The Nordic Bildung perspective of societal evolution aligns with David Ronfeldt’s TIMN Model, which I have discussed in — understanding the shift. Andersen suggests we can build upon the positive aspects of each previous societal form in order to create a metamodern society. We do not need to destroy the old ways.
Connection to nature
Post-modern (shift from Markets to Networks)
Metamodernity is about “networks of meaning” and “… allows that phenomena can have both absolute and relative meaning and significance.” “Furthermore, metamodernity can allow us to appreciate the entire human experience as a connected whole. It can allow us to seek out different kinds of knowledge in different places for different purposes.”
Andersen encourages each of us to keep our current meaning making, but acknowledge that, “I will never have the full picture, no matter how meaningful my current meaning making is to me, it is only one perspective on the world”.
This approach is similar to Kieran Egan’s cognitive levels and reflects the last of these — Somatic, Mythic, Romantic, Philosophic, and Ironic.
1. Somatic — (before language acquisition) the physical abilities of one’s own body are discovered, as are our emotions; somatic understanding includes the communicating activity that precedes the development of language; as the child grows and learns language, this kind of understanding survives in the way children “model their overall social structure in play”.
2. Mythic — binary opposites (e.g.

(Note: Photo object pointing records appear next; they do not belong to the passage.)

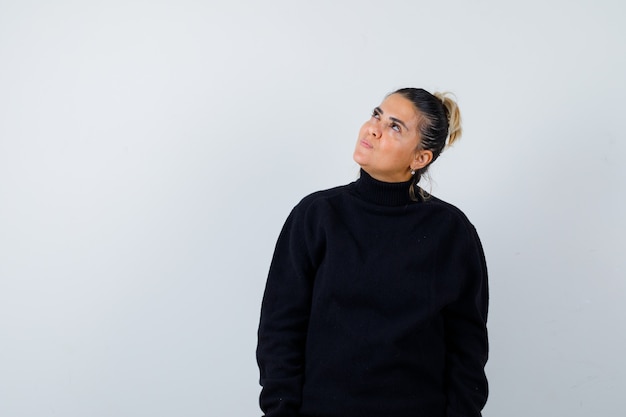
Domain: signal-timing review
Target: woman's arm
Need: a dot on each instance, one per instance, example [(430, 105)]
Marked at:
[(466, 335), (284, 321)]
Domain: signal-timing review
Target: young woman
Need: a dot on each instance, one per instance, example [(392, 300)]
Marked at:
[(376, 299)]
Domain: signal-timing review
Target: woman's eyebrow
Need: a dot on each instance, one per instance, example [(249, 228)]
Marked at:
[(393, 119)]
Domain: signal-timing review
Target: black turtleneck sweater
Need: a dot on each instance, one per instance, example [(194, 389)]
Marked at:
[(375, 305)]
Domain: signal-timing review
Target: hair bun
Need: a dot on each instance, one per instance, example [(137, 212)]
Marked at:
[(454, 116)]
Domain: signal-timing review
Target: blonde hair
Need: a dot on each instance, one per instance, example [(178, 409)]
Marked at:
[(455, 129), (440, 126)]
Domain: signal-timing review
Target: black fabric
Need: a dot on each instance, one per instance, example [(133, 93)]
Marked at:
[(375, 305)]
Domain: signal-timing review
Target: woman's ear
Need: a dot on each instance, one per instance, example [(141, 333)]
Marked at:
[(422, 159)]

Tall/Short or Good/Evil), images, metaphor, and story-structure are prominent tools in pre-literate sense-making.
3. Romantic — the limits of reality are discovered and rational thinking begins, connected with the development of literacy. Egan connects this stage with the desire to explore the limits of reality, an interest in the transcendent qualities of things, and “engagement with knowledge represented as a product of human emotions and intentions”
4. Philosophic — the discovery of principles which underlie patterns and limits found in data; ordering knowledge into coherent general schemes.
5. Ironic — it involves the “mental flexibility to recognize how inadequately flexible are our minds, and the languages we use, to the world we try to represent in them”; it therefore includes the ability to consider alternative philosophic explanations, and is characterized by a Socratic stance in the world. —The Educated Mind
While we do not need to destroy the old forms, we must also guard against their dark sides. Andersen warns about the pitfalls of each societal form, and we can see examples throughout the world, as we collectively deal with the current shift.
- Indigenous — populism and science denial
- Pre-modern — fundamentalism and dogmatism
- Modern — fanaticism and weaponized technology
- Post-modern — fatalism and nihilism
Andersen describes the Bildung approach to education as a core way for society to shift to metamodernity. It focuses early childhood education on understanding the world through stories (Egan’s Mythic understanding). Late childhood education is focused on socialization and more complex understanding (Egan’s Romantic understanding). Teen education can focus on specialization and a deep understanding of specific fields (Egan’s Philosophic understanding). Finally, adult learning is about developing diverse perspectives (Egan’s Ironic understanding), or what I would call a perspective of perpetual beta.
“The test of a first-rate intelligence is the ability to hold two opposed ideas in mind at the same time and still retain the ability to function.” —F. Scott Fitzgerald
The major challenge for a metamodern approach to take hold is in politics, which is deeply rooted in previous societal forms. Andersen concludes that metamodernism has the potential to enable us to clean up the messes we have made and pass on a better world to the next generations.
“If any of this is going to happen, we need to create the educational, Bildung and cultural institutions that allow us to be meaning making at a sufficiently high level of complexity. That anchor is locally, nationally, continentally, and globally. We also need to be at least bilingual so that we can enjoy both deep cultural roots where we grew up and the ability to have deep and rich conversations with people from around the globe. Politics must be about our understanding of the world, and money must be a means to increase our meaning making and expand our symbolic world and our horizon.”
This is why I keep promoting personal knowledge mastery as one method of meaning making in our connected world.